Dans le reste du monde
Il y a New York, véritable "mass fashion week" contenant des centaines de défilés, Copenhague qui fait concurrence à Londres en proposant une nouvelle mode ibérique, mais aussi Berlin, Sao Polo, Barcelone, Johannesburg, Tokyo... Il faudra quelques années pour que ces nouveaux rendez-vous viennent s'insérer véritablement dans le paysage mondial de la mode.
Comment assister à un défilé ?
À moins de travailler pour un très grand média, d'être une star, un acheteur de grand magasin ou un super bon client, il faudra "solliciter" une invitation. Il est impossible d'acheter une invitation, de négocier ou quoique ce soit : les chargé(e)s de relations publiques décident si vous êtes suffisamment important pour recevoir une invitation. Ainsi vont les choses dans le cruel monde de la mode !

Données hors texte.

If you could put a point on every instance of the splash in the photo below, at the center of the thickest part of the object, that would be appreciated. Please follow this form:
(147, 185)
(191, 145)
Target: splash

Certaines grandes Maisons disposent de leur propre service presse bien organisé (Dior, Lanvin, Maison Margiela, Issey Miyake...), qui vous font parvenir votre invitation plusieurs jours avant le show. Mais beaucoup de marques font appel à des agences et là, croyez-moi, c'est l'anarchie (Benoit pourra témoigner !). C'est à dire que vous ne recevez pas toujours de réponse, et que les invitations peuvent être envoyées tellement à la dernière minute que vous les recevez une heure avant le défilé alors que vous êtes déjà parti de chez vous, bien sûr, voire même le lendemain du défilé. Super pratique.
Par contre, il faut bien l'avouer, certaines invitations sont absolument magnifiques, et c'est toujours un plaisir d'en recevoir. Elles sont parfois un premier aperçu de la collection, et savent donner envie d'assister au show ! Elles mentionnent votre placement, très hiérarchisé. Le premier rang, c'est bien sûr le must, mais déjà avoir un "sit", c'est-à-dire une place assise, est très bon signe quant à votre notoriété.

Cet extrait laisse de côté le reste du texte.